La Cacio e Pepe, ‘na storia burina

“Doppo che ho rinnegato Pasta e pane, so’ dieci giorni che nun calo, eppure
resisto, soffro e seguito le cure… me pare un anno e so’ du’ settimane. Nemmanco dormo più, le notti sane, pe’ damme er conciabbocca a le torture, le passo a immaginà le svojature co’ la lingua de fòra come un cane.

Ma vale poi la pena de soffrì lontano da ‘na tavola e ‘na sedia
pensanno che se deve da morì? Nun è pe’ fà er fanatico romano;
però de fronte a ‘sto campà d’inedia, mejo morì co’ la forchetta in mano!”

Aldo Fabrizi, La Dieta

La pasta Cacio e Pepe è traditora. Sembra una sciocchezza, un piatto che più facile non si potrebbe immaginare e invece saperla fare bene è un’arte. Se la preparavano i pastori, durante la transumanza e per forza di cose non potevano portarsi dietro né grande attrezzatura, né troppi ingredienti. La cacio e pepe è fatta di pecorino romano e pepe nero.

La pasta più adatta è il tonnarello, che in Abruzzo chiamano spaghetto alla chitarra: spaghetto quadrato, fatto di semola di grano duro e sale.

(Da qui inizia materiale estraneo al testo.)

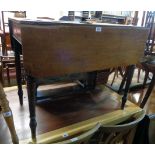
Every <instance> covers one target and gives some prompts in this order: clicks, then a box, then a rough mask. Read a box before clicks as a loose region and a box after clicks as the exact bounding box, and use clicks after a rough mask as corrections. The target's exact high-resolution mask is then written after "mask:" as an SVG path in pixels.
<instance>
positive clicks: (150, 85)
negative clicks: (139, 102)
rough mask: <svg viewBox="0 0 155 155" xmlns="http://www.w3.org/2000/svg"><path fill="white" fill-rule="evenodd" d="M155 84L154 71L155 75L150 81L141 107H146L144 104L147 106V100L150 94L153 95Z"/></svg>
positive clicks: (154, 77) (152, 77)
mask: <svg viewBox="0 0 155 155" xmlns="http://www.w3.org/2000/svg"><path fill="white" fill-rule="evenodd" d="M154 85H155V72H154V73H153V77H152V80H151V83H150V85H149V87H148V89H147V92H146V94H145V96H144V98H143V101H142V103H141V104H140V107H141V108H144V106H145V104H146V102H147V100H148V98H149V96H150V95H151V92H152V90H153V87H154Z"/></svg>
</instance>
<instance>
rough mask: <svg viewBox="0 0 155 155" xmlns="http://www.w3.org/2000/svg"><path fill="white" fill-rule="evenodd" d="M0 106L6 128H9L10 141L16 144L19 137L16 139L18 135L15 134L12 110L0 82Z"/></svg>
mask: <svg viewBox="0 0 155 155" xmlns="http://www.w3.org/2000/svg"><path fill="white" fill-rule="evenodd" d="M0 106H1V108H2V113H3V116H4V119H5V121H6V124H7V126H8V128H9V130H10V134H11V138H12V142H13V143H14V144H18V143H19V139H18V136H17V134H16V130H15V126H14V121H13V115H12V111H11V109H10V107H9V102H8V100H7V99H6V95H5V93H4V90H3V87H2V85H1V84H0Z"/></svg>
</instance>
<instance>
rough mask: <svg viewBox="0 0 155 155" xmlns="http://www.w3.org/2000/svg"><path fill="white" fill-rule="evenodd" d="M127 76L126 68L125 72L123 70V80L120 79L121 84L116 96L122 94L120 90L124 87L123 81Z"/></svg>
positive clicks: (126, 69) (127, 71)
mask: <svg viewBox="0 0 155 155" xmlns="http://www.w3.org/2000/svg"><path fill="white" fill-rule="evenodd" d="M127 75H128V67H127V68H126V70H125V74H124V77H123V79H122V82H121V84H120V87H119V90H118V94H120V93H121V92H122V89H123V87H124V84H125V81H126V79H127Z"/></svg>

La cacio e pepe è traditora perché se non si fa in modo di creare quella cremina che è la sua caratteristica il risultato sarà un sugo secco, impepato e senza nessuna attrattiva. Bisogna creare la cremina, come? Per prima cosa l’acqua nella quale far bollire la pasta deve essere poca, in modo da poter trattenere più amido possibile. Mentre la pasta cuoce si preleva una piccola quantità dell’acqua di cottura e ci si scioglie il pecorino romano grattugiato: per mezzo chilo di pasta ci vogliono tre etti di pecorino e mezzo cucchiaino di pepe per ciascun commensale.

Quindi, nella zuppiera di servizio mettiamo pecorino e pepe, sciolti con poca acqua di cottura. A tempo debito versiamo la pasta che dobbiamo scolare con una paletta forata, perché l’acqua di cottura ci servirà ancora. Appena calata la pasta aggiungiamo velocemente un mestolo di acqua di cottura e mescoliamo, servendo subito, che altrimenti il formaggio si raffredda e diventa duro. Una ultima spolverata di pepe sul piatto già pronto. Basta, non serve altro, eppure che bontà!